Argentine : Le Sénat prêt à contrer les vetos, l’avenir de Cristina Kirchner en jeu
Buenos Aires – Le Sénat argentin se prépare à rejeter d’éventuels vetos présidentiels, a déclaré Oscar Parrilli, figure influente du parti Fuerza Patria. Cette annonce intervient alors que les députés s’apprêtent à examiner le projet de budget avant le 10 décembre, dans un contexte de tensions politiques exacerbées.
Parrilli a souligné que Fuerza Patria conserve une position dominante à la Chambre haute, malgré les récents résultats électoraux.Il a insisté sur la nécessité de mener à bien les actions législatives avant la modification de la composition de la chambre.
L’attention se porte également sur l’avenir de Cristina Kirchner, ancienne présidente et actuelle figure centrale du Parti Justicialiste (PJ). Condamnée pour corruption et assignée à résidence, elle est actuellement empêchée d’exercer des fonctions publiques. Parrilli a affirmé que Fuerza Patria travaillera à lever cette interdiction pour permettre à Kirchner de se présenter aux élections de 2026,laissant la décision finale de se porter candidate à l’ancienne présidente elle-même.
Ces développements surviennent après des élections régionales où le parti libertaire a réalisé des gains significatifs, notamment en remportant quatre sièges à Neuquén, où Nadia Márquez a été élue au Sénat.
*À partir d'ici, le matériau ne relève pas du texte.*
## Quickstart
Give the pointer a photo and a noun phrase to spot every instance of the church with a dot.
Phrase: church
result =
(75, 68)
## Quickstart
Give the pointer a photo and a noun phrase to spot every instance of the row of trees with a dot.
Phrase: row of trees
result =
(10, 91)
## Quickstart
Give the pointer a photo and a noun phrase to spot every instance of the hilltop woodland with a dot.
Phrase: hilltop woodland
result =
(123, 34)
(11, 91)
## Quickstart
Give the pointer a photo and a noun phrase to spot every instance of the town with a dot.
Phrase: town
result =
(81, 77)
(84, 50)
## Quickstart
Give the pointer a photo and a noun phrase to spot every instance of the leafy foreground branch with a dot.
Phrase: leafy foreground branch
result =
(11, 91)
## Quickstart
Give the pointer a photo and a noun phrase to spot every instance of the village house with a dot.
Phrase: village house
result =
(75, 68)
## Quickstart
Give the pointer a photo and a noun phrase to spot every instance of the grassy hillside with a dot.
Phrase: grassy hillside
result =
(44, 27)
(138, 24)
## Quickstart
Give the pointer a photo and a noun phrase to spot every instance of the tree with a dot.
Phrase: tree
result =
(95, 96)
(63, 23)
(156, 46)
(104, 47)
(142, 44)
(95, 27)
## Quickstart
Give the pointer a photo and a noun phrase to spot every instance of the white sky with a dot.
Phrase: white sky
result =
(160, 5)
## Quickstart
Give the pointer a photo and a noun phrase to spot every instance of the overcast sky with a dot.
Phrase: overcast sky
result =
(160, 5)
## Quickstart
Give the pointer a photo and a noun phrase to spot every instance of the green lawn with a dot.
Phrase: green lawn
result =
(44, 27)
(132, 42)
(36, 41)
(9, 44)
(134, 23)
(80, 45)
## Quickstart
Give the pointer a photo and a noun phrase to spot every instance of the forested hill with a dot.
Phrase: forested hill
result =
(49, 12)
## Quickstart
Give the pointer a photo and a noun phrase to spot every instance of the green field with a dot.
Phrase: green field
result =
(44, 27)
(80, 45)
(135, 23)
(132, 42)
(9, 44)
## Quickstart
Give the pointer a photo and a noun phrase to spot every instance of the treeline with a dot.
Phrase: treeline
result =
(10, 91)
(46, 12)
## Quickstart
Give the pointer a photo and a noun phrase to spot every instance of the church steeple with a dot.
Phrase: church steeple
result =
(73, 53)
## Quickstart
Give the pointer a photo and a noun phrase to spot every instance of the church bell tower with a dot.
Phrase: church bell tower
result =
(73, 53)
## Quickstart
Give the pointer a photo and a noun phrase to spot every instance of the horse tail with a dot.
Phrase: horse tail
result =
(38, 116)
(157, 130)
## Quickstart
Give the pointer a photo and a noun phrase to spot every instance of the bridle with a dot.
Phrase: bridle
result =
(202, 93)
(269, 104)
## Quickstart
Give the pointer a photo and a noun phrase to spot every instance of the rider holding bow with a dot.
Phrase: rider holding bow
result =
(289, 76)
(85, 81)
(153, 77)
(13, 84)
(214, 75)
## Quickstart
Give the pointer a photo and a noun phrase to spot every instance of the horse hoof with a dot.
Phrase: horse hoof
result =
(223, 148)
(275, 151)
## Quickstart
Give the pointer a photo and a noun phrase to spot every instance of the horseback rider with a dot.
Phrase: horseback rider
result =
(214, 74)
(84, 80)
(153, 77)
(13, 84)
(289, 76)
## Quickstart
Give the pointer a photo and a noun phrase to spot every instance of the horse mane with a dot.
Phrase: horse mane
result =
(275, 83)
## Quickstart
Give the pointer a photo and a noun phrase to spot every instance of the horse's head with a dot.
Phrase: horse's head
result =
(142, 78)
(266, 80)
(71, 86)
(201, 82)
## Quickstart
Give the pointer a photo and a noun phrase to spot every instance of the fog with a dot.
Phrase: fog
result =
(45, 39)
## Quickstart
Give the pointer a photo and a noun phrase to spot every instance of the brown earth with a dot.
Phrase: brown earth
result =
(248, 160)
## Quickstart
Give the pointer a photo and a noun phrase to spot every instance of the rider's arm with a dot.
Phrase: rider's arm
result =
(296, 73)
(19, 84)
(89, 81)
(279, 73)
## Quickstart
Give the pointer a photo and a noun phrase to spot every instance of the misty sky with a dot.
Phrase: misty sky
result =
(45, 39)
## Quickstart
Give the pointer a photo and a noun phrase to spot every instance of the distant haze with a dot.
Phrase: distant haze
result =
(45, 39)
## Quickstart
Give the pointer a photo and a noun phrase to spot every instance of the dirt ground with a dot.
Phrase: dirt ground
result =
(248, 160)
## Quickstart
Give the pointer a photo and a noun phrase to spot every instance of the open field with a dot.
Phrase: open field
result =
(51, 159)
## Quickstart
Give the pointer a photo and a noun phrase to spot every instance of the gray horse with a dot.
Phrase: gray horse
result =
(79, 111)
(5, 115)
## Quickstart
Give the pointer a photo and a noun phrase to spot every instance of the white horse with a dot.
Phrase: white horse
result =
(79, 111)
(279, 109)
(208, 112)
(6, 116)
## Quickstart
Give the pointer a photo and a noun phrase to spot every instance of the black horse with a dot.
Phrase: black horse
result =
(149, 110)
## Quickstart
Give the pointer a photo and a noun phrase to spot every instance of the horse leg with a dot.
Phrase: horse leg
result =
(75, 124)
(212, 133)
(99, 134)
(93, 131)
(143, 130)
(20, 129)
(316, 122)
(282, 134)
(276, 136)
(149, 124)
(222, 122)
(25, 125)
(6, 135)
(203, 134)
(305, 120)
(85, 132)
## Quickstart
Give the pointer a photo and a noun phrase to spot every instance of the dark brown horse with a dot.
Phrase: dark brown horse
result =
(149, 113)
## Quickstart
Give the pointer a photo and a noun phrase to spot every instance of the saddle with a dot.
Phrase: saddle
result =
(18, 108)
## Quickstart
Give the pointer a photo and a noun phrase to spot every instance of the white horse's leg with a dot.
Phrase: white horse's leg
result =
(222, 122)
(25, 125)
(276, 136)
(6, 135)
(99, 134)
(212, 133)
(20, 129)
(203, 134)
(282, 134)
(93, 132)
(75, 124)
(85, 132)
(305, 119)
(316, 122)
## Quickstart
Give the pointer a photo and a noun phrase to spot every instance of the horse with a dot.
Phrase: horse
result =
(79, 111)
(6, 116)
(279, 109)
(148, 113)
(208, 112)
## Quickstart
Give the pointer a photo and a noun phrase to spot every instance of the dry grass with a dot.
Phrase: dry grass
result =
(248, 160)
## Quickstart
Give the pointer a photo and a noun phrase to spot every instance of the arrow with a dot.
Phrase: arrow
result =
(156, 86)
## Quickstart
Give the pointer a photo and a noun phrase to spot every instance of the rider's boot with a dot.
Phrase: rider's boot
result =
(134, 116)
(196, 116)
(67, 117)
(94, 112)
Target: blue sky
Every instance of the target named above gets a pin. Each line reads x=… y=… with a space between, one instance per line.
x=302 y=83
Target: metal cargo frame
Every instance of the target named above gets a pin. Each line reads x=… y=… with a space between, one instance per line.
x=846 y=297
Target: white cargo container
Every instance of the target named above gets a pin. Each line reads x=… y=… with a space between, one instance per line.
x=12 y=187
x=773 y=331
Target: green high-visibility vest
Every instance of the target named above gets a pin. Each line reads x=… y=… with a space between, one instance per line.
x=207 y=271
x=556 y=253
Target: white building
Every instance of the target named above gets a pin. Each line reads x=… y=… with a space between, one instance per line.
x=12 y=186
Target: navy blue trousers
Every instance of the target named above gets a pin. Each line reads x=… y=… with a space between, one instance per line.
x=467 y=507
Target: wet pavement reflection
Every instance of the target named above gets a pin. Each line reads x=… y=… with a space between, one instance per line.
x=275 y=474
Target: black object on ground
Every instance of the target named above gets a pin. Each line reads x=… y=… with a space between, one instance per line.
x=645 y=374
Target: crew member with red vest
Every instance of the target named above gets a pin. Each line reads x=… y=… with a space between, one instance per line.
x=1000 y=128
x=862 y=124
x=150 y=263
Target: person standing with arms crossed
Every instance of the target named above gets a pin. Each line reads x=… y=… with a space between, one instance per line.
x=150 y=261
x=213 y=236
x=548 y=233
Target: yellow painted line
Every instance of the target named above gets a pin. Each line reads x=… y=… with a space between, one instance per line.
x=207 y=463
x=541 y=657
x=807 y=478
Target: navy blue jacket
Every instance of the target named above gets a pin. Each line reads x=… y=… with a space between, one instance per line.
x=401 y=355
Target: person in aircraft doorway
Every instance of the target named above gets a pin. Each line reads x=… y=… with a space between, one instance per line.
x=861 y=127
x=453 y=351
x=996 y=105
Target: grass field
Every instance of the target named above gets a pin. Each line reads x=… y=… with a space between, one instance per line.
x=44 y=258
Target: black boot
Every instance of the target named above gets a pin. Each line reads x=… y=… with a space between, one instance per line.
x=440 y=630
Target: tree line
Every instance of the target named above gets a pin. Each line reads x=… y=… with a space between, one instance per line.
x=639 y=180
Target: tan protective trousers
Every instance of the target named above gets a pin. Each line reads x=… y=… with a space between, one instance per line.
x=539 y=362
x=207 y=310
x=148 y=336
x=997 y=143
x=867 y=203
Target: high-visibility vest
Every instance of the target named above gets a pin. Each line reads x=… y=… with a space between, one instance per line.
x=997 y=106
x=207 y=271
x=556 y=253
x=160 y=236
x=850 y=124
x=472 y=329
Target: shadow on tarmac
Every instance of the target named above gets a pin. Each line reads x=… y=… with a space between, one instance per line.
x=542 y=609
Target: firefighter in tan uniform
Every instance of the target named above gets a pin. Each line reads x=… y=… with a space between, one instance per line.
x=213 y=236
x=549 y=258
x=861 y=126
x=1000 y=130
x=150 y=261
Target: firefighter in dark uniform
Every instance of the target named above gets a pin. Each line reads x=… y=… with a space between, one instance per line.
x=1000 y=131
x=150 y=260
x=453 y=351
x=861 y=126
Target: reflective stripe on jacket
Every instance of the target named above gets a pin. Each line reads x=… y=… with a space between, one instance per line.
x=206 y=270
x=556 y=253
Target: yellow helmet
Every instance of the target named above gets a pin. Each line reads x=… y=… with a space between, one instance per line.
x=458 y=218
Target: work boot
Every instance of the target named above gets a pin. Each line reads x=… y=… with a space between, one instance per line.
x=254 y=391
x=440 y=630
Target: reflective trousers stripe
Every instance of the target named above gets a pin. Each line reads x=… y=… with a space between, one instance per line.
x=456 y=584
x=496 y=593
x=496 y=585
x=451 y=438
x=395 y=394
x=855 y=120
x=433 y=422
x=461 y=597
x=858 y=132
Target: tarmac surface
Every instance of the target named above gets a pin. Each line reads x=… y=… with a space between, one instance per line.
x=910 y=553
Ces résultats témoignent d’un mécontentement croissant de la population envers les partis traditionnels et d’une demande de changement politique.
Contexte et perspectives
La situation politique en Argentine est marquée par une profonde polarisation et une crise économique persistante. L’élection présidentielle de 2023 a vu l’arrivée au pouvoir de Javier Milei, un économiste libertaire qui promet des réformes radicales pour relancer l’économie du pays.
Les prochaines élections législatives de 2025 et la possibilité d’une candidature de Cristina Kirchner en 2026 s’annoncent donc comme des moments cruciaux pour l’avenir politique de l’Argentine. La capacité du Sénat à contrer les initiatives présidentielles et l’évolution de la situation juridique de Kirchner seront des facteurs déterminants dans la configuration du paysage politique argentin.